The coal retirements this year span 22 plants in 14 states, and in some of these locations wind is a more less expensive resource than solar per unit of electricity delivered. But there is a third resource to be considered: gas.

Outpacing the 15.4 GW of coal retirements, the U.S. Department of Energy has estimated that 21 GW of natural gas-fired power plants will come online this year, with 110 GW planned per year over the next seven years.

And decisions will not necessarily be made upon economics.
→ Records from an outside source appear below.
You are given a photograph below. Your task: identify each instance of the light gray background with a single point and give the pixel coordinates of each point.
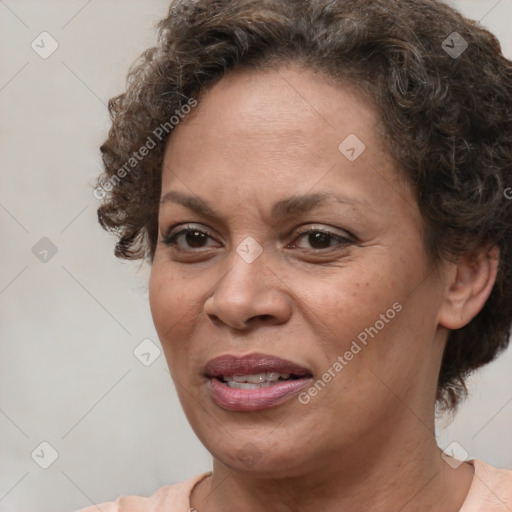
(69, 325)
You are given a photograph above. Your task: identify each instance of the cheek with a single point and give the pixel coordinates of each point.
(170, 304)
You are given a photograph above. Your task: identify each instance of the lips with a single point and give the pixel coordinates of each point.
(254, 382)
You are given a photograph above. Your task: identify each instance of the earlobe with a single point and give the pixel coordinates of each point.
(469, 284)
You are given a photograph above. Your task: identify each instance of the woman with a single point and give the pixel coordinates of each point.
(320, 187)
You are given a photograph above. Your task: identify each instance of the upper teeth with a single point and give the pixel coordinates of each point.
(257, 378)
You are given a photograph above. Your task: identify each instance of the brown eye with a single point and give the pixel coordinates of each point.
(320, 239)
(188, 238)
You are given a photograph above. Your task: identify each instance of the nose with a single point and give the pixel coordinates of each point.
(249, 294)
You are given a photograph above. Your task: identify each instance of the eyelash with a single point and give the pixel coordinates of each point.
(170, 239)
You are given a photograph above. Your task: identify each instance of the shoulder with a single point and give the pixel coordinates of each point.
(490, 491)
(175, 496)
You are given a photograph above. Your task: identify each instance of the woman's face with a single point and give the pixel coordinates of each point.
(308, 248)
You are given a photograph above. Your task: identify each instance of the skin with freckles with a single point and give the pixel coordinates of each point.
(365, 441)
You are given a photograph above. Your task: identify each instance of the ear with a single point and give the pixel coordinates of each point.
(469, 284)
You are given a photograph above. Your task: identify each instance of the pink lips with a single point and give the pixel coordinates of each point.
(234, 399)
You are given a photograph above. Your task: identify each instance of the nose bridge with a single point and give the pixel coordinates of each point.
(248, 289)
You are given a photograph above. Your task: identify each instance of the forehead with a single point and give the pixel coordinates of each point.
(261, 133)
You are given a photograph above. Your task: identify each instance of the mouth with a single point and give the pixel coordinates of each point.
(254, 382)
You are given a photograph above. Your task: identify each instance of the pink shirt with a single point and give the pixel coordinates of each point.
(490, 491)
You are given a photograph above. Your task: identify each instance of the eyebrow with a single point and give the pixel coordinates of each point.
(289, 207)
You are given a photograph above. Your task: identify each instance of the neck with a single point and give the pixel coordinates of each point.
(404, 472)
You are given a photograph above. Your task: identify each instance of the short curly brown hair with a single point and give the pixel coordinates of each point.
(443, 90)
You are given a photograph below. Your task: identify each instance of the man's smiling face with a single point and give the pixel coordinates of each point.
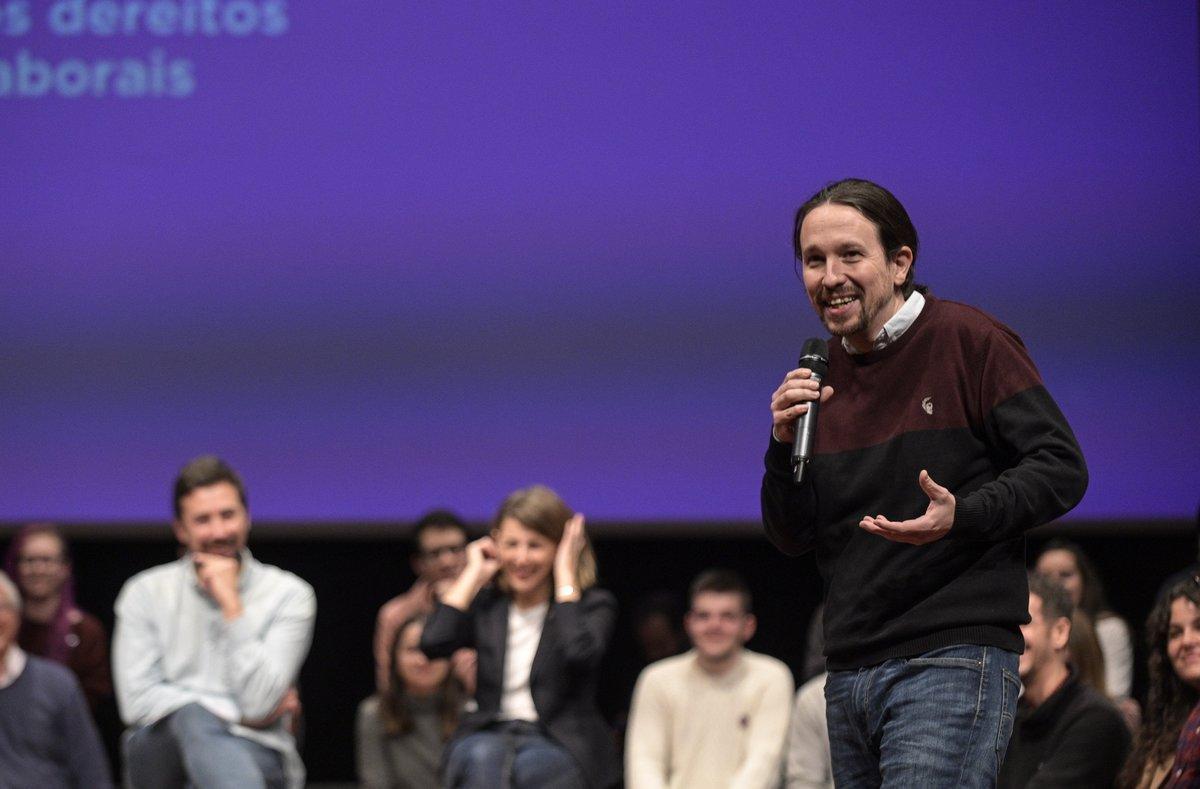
(852, 283)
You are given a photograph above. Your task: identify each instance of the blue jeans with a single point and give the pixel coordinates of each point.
(513, 753)
(939, 720)
(193, 747)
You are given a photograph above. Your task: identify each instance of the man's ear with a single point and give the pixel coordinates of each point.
(903, 263)
(749, 627)
(1060, 633)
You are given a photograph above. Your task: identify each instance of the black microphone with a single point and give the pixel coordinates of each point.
(814, 356)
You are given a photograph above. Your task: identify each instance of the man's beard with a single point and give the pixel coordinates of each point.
(845, 329)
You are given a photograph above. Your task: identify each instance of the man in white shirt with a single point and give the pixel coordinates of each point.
(207, 650)
(715, 716)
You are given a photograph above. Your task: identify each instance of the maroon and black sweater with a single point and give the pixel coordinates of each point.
(959, 396)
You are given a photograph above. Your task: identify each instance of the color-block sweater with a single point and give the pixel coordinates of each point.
(959, 396)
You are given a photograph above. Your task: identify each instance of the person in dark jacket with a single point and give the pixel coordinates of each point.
(527, 603)
(1066, 733)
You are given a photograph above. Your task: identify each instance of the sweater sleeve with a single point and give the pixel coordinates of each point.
(789, 510)
(586, 626)
(143, 692)
(88, 763)
(1044, 474)
(448, 630)
(262, 667)
(1089, 753)
(647, 736)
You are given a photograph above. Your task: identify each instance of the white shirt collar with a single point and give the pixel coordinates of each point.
(13, 664)
(895, 326)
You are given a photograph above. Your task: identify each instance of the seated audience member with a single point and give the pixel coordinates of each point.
(400, 733)
(540, 632)
(658, 626)
(52, 626)
(1066, 562)
(1066, 734)
(1084, 652)
(717, 715)
(207, 650)
(809, 764)
(1167, 750)
(47, 738)
(441, 554)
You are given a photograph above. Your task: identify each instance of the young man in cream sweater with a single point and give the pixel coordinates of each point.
(717, 715)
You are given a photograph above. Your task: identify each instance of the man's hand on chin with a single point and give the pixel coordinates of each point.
(219, 577)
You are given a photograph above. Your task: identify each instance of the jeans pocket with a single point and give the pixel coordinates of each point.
(1011, 692)
(960, 656)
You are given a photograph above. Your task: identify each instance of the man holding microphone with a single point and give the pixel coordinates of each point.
(937, 447)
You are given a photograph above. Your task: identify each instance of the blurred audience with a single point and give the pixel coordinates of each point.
(207, 650)
(400, 733)
(1084, 652)
(441, 554)
(52, 625)
(47, 738)
(1191, 571)
(717, 715)
(809, 764)
(1066, 562)
(1066, 734)
(1167, 750)
(540, 631)
(658, 626)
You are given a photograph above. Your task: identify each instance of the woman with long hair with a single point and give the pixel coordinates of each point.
(528, 604)
(400, 733)
(1066, 562)
(52, 625)
(1171, 714)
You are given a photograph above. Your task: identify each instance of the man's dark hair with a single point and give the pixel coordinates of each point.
(880, 206)
(1055, 600)
(1092, 600)
(203, 471)
(723, 582)
(438, 519)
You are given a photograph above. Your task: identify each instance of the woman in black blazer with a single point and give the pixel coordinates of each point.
(527, 603)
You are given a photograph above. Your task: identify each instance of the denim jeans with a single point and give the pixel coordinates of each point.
(937, 720)
(514, 754)
(193, 747)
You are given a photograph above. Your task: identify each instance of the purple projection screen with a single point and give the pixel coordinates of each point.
(389, 256)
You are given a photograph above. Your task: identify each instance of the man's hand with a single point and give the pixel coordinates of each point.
(567, 556)
(791, 401)
(933, 525)
(462, 664)
(483, 564)
(288, 705)
(219, 577)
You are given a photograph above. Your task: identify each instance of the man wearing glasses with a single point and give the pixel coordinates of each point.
(441, 555)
Regulators in Michigan and New Orleans have shown that they will approve the gas plants that utilities want to build without full consideration of other options, and may not reconsider these decisions even amid considerable scandal.

 

Geography matters

While California may be closing existing gas plants in favor of clean energy alternatives (often portfolios of solutions where renewables are only one component), much of the new gas capacity which is planned is coming in exactly the locations where coal is retiring.

A massive volume of gas plants are planned for the PJM Interconnection grid, with a significant volume in the Ohio River Valley, where some of the largest coal plants are retiring. Furthermore, the state governments in the three states with much of this capacity – Ohio, Pennsylvania and West Virginia – are not exactly leaders in supporting renewable energy.

That does not mean that the entire Midwest should be written off. Indiana utility NIPSCO is planning to replace its retiring coal fleet largely with renewable energy, and in Illinois the Future Energy Jobs Act is leading to a boom in solar at multiple scales.

Two of the other key states where coal plants are retiring – Florida and Texas – also look promising, as they are rapidly becoming some of the nation’s largest solar markets. In Texas this is enabled by the transmission lines build for the state’s Competitive Renewable Energy Zones (CREZ), and in Florida utilities are often voluntarily building massive capacities of solar.

The zero-marginal cost nature of solar (and wind) must also be considered. Even if new gas plants are built, in areas where they must compete in wholesale markets they will be undercut by solar and wind, as these resources have no fuel costs and as such can bid in at zero.

As such, the rush to gas is likely to be a rush to stranded assets, and it remains to be seen how many of the gas plants which are planned will be cancelled even before construction begins.

But ultimately this will be a state-by-state and grid-by-grid fight for the future, as economics alone will not carry the day. The question of how rapidly the energy transition reaches its full potential is a political one.